Dengan syarat dinyatakan aman dari Covid-19 yaitu Zona Hijau dan Zona Kuning berdasarkan penetapan Satgas Covid-19 di wilayah masing-masing Kabupaten/Kota.

Hal ini atas dasar menindaklanjuti SE Menteri Agama Republik Indonesia Nomor SE.07 Tahun 2021 tanggal 6 Mei 2021 tentang Panduan Penyelenggaraan Shalat Idul Fitri Tahun 1442 Hijriah/2021 di saat Pandemi Covid-19 yang beberapa hari lalu tayang di media headline Lampung oleh Kepala Kanwil Kemenag Lampung, Juanda Naim.

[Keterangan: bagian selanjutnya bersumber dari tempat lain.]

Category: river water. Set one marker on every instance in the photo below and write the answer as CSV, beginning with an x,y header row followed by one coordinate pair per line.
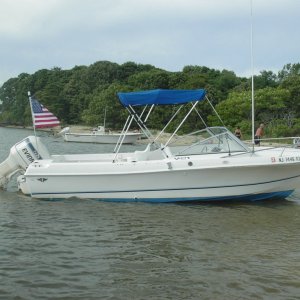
x,y
87,249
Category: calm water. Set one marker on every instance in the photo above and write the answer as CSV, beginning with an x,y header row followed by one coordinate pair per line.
x,y
84,249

Adapun isi poin SE yang diterbitkan Gubernur Lampung yakni dalam rangka memberikan rasa aman kepada umat Islam dalam penyelenggaraan Sholat Idul Fitri Tahun 1442 H/2021, maka dengan ini disampaikan ha-hal sebagai berikut :

1. Malam Takbiran menyambut Hari Raya Idul Fitri dalam rangka menggaungkan asma Allah, pada prinsipnya dapat dilaksanakan di semua masjid dan mushala dengan ketentuan sebagai berikut:

a. Dilaksanakan terbatas maksimal 10% dari kapasitas masjid, mushala, dengan memperhatikan Protokol Keschatan Covid-19 secara ketat;
b. Kegiatan Takbir Keliling ditiadakan untuk mengantisipasi keramaian;
c. Kegiatan Takbir dapat disiarkan secara virtual dari masjid dan mushala sesuai ketersediaan perangkat telekomunikasi di masjid dan mushala.

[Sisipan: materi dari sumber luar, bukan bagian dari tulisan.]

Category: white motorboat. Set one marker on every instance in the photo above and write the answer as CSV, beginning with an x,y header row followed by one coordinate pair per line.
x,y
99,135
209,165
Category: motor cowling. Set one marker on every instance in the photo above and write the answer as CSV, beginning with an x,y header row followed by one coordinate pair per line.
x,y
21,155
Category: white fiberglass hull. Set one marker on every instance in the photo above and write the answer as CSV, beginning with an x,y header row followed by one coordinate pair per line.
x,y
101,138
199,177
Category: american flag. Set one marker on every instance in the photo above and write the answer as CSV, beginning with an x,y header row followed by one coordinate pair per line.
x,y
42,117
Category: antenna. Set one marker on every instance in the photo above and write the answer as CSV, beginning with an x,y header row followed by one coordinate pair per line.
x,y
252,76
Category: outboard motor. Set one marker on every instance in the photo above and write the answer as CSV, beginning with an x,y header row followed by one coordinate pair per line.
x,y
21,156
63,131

BACA JUGA:  Disperindag Lampung Awasi SNI Garam dan Bagikan Masker di Pulau Legundi Pesawaran

2. Shalat Idul Fitri 1 Syawal 1442 H/2021 di daerah yang mengalami tingkat penyebaran Covid-19 tergolong tinggi (Zona Merah dan Zona Oranye) agar dianjurkan dilakukan di rumah masing- masing, sejalan dengan Fatwa Majelis Ulama Indonesia dan ormas-ormas Islam lainnya;

3. Shalat Idul Fitri 1 Syawal 1442 H/2021 dapat diadakan di masjid dan lapangan hanya di daerah yang dinyatakan aman dari Covid-19 yaitu Zona Hijau dan Zona Kuning berdasarkan penetapan Satgas Covid-19 di wilayah masing-masing Kabupaten/Kota;

4. Penetapan Zona Resiko Covid-19 Kabupaten/Kota ditetapkan Oleh Satuan Tugas Penanganan Covid-19 Nasional secara Mingguan di Website www.Covid19.go.td.

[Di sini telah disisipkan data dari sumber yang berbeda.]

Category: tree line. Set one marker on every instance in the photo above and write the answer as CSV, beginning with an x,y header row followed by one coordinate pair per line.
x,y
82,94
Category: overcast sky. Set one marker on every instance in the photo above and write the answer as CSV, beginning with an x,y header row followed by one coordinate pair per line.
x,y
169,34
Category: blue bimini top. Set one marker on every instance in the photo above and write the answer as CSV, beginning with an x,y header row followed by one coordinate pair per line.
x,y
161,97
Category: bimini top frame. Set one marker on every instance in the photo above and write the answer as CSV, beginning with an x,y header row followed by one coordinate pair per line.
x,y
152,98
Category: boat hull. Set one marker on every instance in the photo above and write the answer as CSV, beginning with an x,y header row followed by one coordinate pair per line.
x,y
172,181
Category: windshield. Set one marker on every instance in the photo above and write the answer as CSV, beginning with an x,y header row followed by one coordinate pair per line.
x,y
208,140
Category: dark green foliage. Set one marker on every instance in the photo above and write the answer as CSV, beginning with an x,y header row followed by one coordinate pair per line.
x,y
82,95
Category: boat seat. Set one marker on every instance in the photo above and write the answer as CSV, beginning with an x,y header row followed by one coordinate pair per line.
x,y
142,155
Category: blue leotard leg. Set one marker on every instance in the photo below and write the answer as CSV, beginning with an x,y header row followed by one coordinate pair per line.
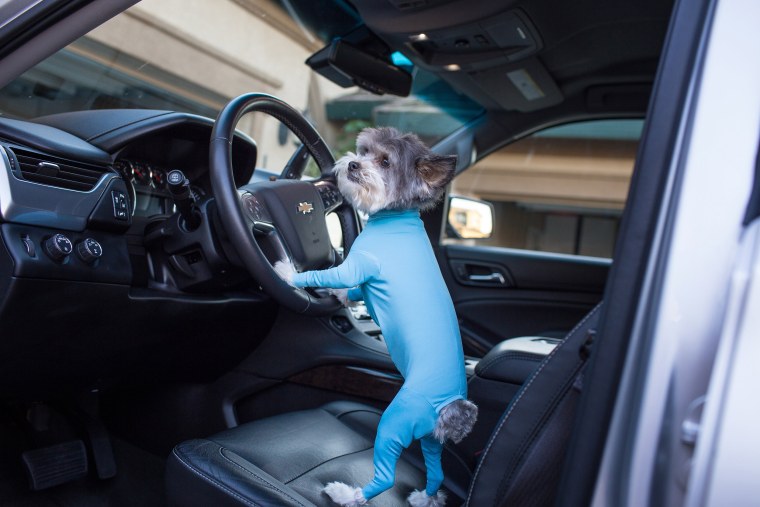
x,y
408,417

5. Dalam hal Shalat Idul Fitri 1 Syawal 1442 H/2021 dilaksanakan di masjid dan lapangan, wajib memperhatikan Protokol Kesehatan Covid-19 secara ketat dan mengindahkan ketentuan sebagai berikut: a. Shalat Idul Fitri dilakukan sesuai rukun Shalat dan Khutbah Idul Fitri diikuti oleh seluruh jemaah yang hadir;
b. Jemaah Shalat Idul Fitri yang hadir tidak boleh melebihi 50% dari kapasitas tempat agar memungkinkan untuk menjaga jarak antar shaf dan antar jemaah;
c. Panitia Shalat Idul Fitri dianjurkan menyiapkan alat pengecek suhu (thermogun), dalam rangka memastikan kondisi sehat jemaah yang hadir;
d. Bagi para lansia (lanjut usia) atau orang dalam kondisi kurang sehat, baru sembuh dari sakit atau dari perjalanan, disarankan tidak menghadiri Shalat Idul Fitri di masjid dan lapangan;
e. Seluruh Jemaah agar tetap memakai masker selama pelaksanaan Shalat Idul Fitri dan selama menyimak Khutbah Idul fitri di masjid dan lapangan;
f. Khutbah Idul Fitri dilakukan secara singkat dengan tetap memenuhi rukun khutbah, paling lama 20 menit;
g. Mimbar yang digunakan dalam penyelenggaraan Shalat Idul Fitri di masjid dan lapangan agar dilengkapi pembatas transparan antar khatib dan jemaah;
h. Sesuai pelaksanaan Shalat Idul Fitri jemaah kembali kerumah dengan tertib dan menghindari berjabat tangan dengan bersentuhan secara fisik. Panitia Hari Besar Islam/Panitia Shalat Idul Fitri sebelum menggelar Shalat Idul Fitri di masjid dan lapangan terbuka wajib berkoordinasi dengan Pemerintah Kabupaten/Kota, Satgas Penanganan Covid-19 dan unsur keamanan setempat untuk mengetahui informasi status zonasi dan menyiapkan tenaga pengawas agar Protokol Kesehatan Covid-19 diterapkan dengan baik, aman dan terkendali, “tutur Arinal. (*/Ayu)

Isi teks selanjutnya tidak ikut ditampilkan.